Mana Modeller modules

batchs module

manamodeller.batchs.write_div_enum_script(script_path, batch_directory, rxn_enum_set_dir, output_directory, modelfile, weightfile, reactionFile, prev_sol_dir='prev_sol_dir/', log_dir='log_dir', env='MANA', dist_anneal=0.9, obj_tol=0.01, iters=100, para_batchs=False)[source]

write_div_enum_script.

Parameters:

script_path (str) – path to the diversity_enum.py dexom python script
batch_directory (str) – path to the directory were batch files should be written
rxn_enum_set_dir (str) – path to the directory of processed reaction-enum results
output_directory (str) – path to the directory were diversity-enum modelling results should be written
modelfile (str) – path to the model’s json file
weightfile (str) – path to the csvs file that contains binarized reactions activity (according to transcriptomic data)
reactionFile (str) – path to the file that contains the list of reactions in the model
prev_sol_dir (str) – path to the directory were reaction-enum solutions used as starting point for the diversity enumeration process should be saved
log_dir (str) – path to the directory were log files should be stored
env (str) – name of the anaconda environment to be activated
dist_anneal (float) – dexom-python parameter, 0<=a<=1 controls the distance between each successive solution
obj_tol (float) – dexom-python parameter, objective value tolerance, as a fraction of the original value
iters (int) – dexom-python parameter, maximal number of iterations
para_batchs (boolean) – if True, launch each batch file independantly (instead of parallel on conditions, parallel on batch)

Returns:

Return type:

write batch files ready to launch on a adequatly prepared slurm computing platform

manamodeller.batchs.write_rxn_enum_script(script_path, batch_directory, output_directory, modelfile, weightfile, reactionFile='', log_dir='log_dir', env='MANA', obj_tol=0.001, iters=100, para_batchs=False)[source]

write_rxn_enum_script.

Parameters:

script_path (str) – path to the diversity_enum.py dexom python script
batch_directory (str) – path to the directory were batch files should be written
output_directory (str) – path to the directory were diversity-enum modelling results should be written
modelfile (str) – path to the model’s json file
weightfile (str) – path to the csvs file that contains binarized reactions activity (according to transcriptomic data)
reactionFile (str) – path to the file that contains the list of reactions in the model
log_dir (str) – path to the directory were log files should be stored
env (str) – name of the anaconda environment to be activated
obj_tol (float) – dexom-python parameter, objective value tolerance, as a fraction of the original value
iters (int) – dexom-python parameter, maximal number of iterations
para_batchs (boolean) – if True, launch each batch file independantly (instead of parallel on conditions, parallel on batch)

Returns:

Return type:

write batch files ready to launch on a adequatly prepared slurm computing platform

dars module

manamodeller.dars.calculate_freq_ctrls(rListFile, all_cpds, time, pheno, working_path)[source]

calculate_freq_ctrls.

Parameters:

rListFile (str) – the path to the model’s reactions list file
all_cpds (str) – the list of compounds to process, from the props.properties file
time (str) – the exposure time to consider
pheno (pandas dataframe) – the pandas data frame containing Open TG-Gates metadata.
working_path (str) – the root path of your working directory.

Returns:

return a pandas dataframe with the calculated frequencies
for all controls partial enumeration results corresponding to input parameters

manamodeller.dars.calculate_frequencies(data, name)[source]

calculate_frequencies.

Parameters:

data (pandas dataframe) – a dataframe containing the partial enumeration results
name (str) – the name of the pandas Series

Returns:

Return type:

a pandas series with the sum of partial enumeration results for each reaction.

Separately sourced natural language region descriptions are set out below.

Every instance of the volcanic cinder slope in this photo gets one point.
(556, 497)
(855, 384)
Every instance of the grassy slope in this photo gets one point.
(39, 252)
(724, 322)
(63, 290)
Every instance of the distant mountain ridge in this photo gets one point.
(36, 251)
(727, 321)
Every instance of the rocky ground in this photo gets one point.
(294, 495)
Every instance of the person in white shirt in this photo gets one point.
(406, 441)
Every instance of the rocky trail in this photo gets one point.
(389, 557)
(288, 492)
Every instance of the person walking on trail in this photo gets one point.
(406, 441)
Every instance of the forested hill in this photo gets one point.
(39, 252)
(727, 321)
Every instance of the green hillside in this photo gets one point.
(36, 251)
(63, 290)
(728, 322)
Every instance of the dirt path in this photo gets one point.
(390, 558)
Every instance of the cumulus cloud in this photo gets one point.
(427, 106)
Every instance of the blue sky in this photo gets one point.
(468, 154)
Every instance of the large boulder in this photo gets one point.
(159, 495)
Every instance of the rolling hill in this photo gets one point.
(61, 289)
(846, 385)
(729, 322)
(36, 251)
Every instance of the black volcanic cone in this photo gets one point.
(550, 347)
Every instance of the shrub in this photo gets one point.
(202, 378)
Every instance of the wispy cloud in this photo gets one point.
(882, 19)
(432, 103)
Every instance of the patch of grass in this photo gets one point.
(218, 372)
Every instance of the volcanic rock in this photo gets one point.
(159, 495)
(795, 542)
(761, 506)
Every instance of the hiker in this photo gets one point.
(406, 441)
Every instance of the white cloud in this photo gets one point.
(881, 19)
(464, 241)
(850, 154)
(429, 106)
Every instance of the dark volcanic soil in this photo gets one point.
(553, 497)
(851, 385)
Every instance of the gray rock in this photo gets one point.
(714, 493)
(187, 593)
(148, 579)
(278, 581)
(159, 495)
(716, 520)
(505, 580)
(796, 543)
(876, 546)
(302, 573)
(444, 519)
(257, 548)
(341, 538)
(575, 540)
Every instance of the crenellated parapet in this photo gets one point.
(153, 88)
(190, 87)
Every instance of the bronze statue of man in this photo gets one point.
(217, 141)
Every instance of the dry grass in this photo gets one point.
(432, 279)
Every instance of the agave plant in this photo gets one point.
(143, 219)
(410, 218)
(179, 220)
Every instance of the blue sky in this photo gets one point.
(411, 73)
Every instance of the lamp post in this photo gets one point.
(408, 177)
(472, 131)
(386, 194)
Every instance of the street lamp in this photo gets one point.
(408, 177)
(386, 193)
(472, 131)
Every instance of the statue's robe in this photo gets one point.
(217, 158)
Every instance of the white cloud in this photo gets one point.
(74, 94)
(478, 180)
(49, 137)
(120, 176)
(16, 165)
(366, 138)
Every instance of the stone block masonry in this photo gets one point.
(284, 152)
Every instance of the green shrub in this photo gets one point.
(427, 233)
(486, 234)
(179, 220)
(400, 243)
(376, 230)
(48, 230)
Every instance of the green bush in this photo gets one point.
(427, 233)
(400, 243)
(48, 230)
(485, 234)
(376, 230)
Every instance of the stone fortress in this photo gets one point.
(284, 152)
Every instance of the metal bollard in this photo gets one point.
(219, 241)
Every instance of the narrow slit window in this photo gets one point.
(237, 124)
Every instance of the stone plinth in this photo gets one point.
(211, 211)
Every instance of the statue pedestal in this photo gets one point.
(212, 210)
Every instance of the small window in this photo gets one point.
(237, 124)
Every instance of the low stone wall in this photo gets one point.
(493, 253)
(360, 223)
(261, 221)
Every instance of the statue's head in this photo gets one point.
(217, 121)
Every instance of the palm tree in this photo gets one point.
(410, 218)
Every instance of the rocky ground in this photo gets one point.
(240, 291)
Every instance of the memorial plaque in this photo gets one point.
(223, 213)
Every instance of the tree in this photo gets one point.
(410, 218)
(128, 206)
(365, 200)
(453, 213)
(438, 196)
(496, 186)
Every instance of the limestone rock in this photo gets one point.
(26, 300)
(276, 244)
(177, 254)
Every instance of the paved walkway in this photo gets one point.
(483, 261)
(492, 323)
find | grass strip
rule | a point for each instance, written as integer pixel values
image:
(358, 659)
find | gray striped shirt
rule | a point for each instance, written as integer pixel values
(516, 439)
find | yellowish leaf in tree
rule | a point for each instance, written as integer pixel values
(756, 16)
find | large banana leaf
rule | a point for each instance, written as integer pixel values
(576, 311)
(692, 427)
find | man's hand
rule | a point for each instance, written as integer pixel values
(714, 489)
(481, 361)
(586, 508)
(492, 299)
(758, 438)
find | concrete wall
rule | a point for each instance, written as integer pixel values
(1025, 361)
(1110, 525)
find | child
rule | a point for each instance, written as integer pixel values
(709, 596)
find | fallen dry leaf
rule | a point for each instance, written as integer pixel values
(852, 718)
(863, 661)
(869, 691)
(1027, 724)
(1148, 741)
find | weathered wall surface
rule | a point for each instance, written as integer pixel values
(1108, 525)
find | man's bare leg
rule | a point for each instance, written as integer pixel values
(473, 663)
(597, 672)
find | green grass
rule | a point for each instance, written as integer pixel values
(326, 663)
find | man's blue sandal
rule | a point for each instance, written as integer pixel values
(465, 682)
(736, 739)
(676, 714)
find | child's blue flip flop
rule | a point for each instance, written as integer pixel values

manamodeller.dars.calculate_frequencies_for_dir(full_enum_path, rList, output_file='')[source]

calculate_frequencies_for_dir.

Parameters:

full_enum_path (str) – the path to the full_enum directory
rList (list) – the list of reactions in the model
output_file (str) – if not empty, the frequencies table is written in csv to the path provided in this param

Returns:

Return type:

a pandas dataframe containing the frequencies table, of each csv file found in the full enum path.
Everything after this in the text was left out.